Strona 1 z 1

Gażnik wołga

: czw wrz 09, 2004 10:55 pm
autor: gri74
Może ktoś ma pozyczyć gaznik dwugardzielowy na jeden dzień bo chciałbym wyeliminowac ewentualność padnięcia mojego

: pt wrz 10, 2004 12:18 pm
autor: SebastianS
Jak Ci padł, mogę Cię wesprzeć funkiel nówką... zaposiadywam niepotrzebną

: pt wrz 10, 2004 1:20 pm
autor: gri74
mam problem nie chce zapalic,cos z zapłonem aparat nówka świece przewody rozrząd ok. luzy tez. iskra jest słaba i żółta .od czego zacząć?

: pt wrz 10, 2004 1:21 pm
autor: gri74
a co do tego gaż. to na priv dam znać, ale wieczorem.
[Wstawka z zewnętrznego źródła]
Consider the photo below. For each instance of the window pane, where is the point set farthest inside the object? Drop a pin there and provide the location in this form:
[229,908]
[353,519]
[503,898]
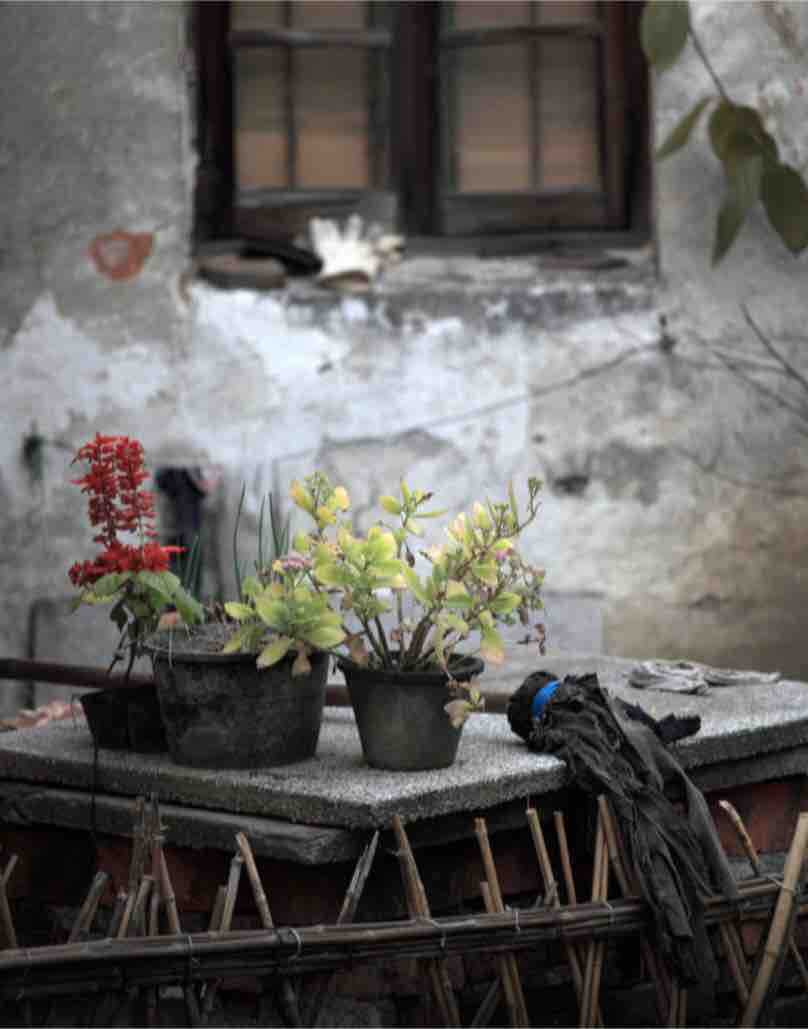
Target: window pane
[260,127]
[492,118]
[568,151]
[488,13]
[256,14]
[566,10]
[318,15]
[330,105]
: sob wrz 11, 2004 12:54 am
autor: SebastianS
A jakbyś nalał trochę wachy ręcznie do kolektora? Jeśli nadal się nie odezwie, spokojnie pomiń gaźnik - może zmieniając aparat na nówkę, popieprzyłeś kable, albo położenie aparatu względem wałka rozrządu? Albo kondensator na aparacie najebał...

: sob wrz 11, 2004 12:57 am
autor: MOC
ale jak kondensator jebnie to bedzie chodzil na wolnych, gorzej z wyzszymi ale na jalowym bez klopotu....
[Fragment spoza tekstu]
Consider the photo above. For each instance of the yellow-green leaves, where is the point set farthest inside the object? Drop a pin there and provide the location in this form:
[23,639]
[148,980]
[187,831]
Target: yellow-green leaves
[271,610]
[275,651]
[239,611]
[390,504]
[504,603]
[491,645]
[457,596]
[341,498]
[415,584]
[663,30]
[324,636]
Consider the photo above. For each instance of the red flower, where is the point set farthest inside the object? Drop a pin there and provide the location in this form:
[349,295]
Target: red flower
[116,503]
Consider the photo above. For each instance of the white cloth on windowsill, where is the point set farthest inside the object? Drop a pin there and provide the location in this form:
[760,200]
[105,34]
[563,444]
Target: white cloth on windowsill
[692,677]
: sob wrz 11, 2004 9:34 am
autor: SebastianS
Niekoniecznie... Zależy, czy jest przerwa, czy przebicie... Sam miałem taką historię dwa razy, że zamilkł jak zaklęty, z rzadka tylko robiąc jebut w rurę - a to ssącą a to wydechową, podczas rozpaczliwych prób uruchomienia.
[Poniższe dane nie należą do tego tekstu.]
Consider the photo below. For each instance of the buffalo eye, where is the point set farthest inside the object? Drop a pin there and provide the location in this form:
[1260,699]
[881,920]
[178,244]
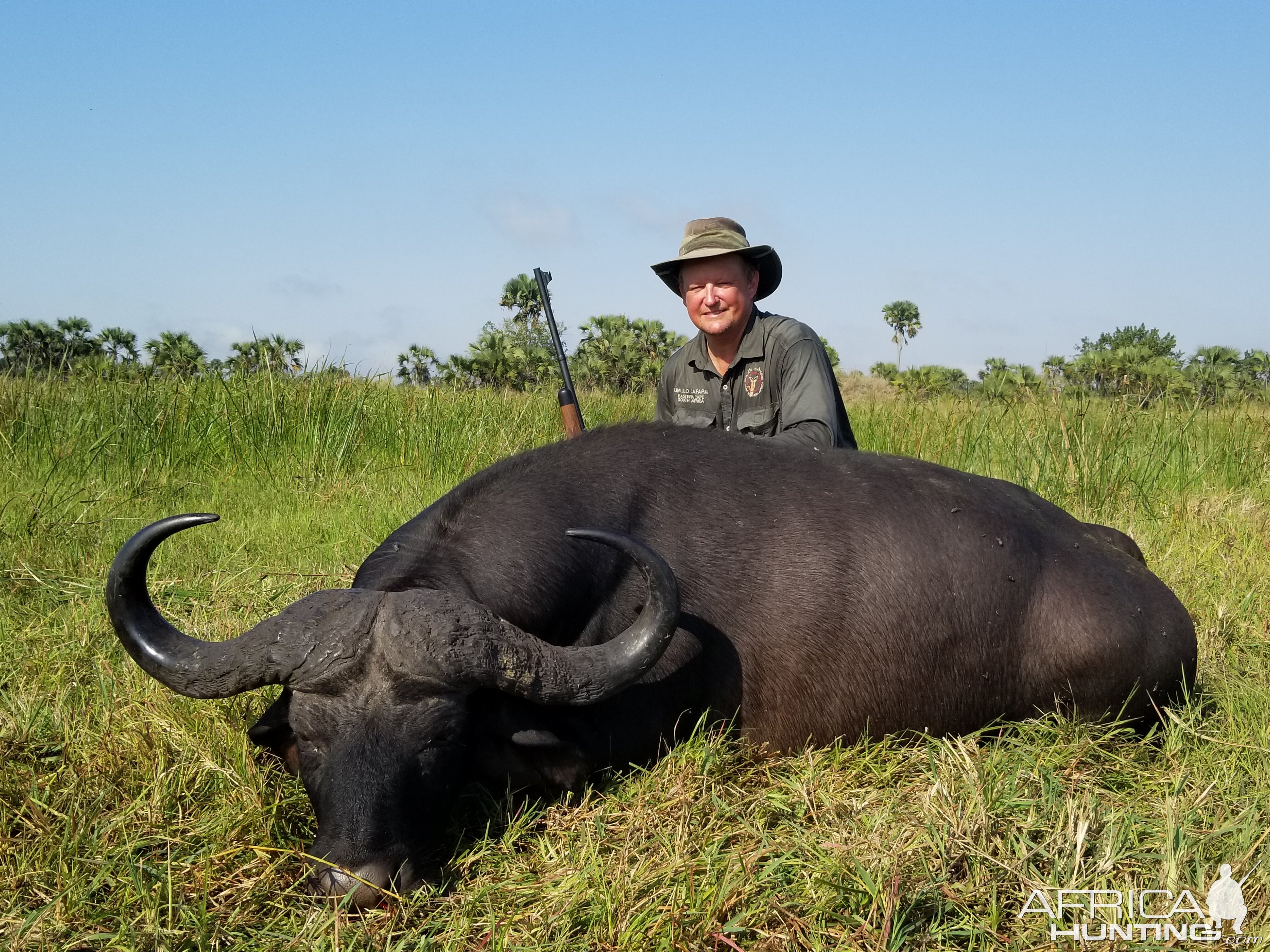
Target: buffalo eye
[431,744]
: sob wrz 11, 2004 9:53 am
autor: Miskiller
SebastianS pisze:Niekoniecznie... Zależy, czy jest przerwa, czy przebicie... Sam miałem taką historię dwa razy, że zamilkł jak zaklęty, z rzadka tylko robiąc jebut w rurę - a to ssącą a to wydechową, podczas rozpaczliwych prób uruchomienia.
GURU masz racje brak kondensatora a strata pojemnosci powiazana z przebiciem "niestalym" to duza roznica......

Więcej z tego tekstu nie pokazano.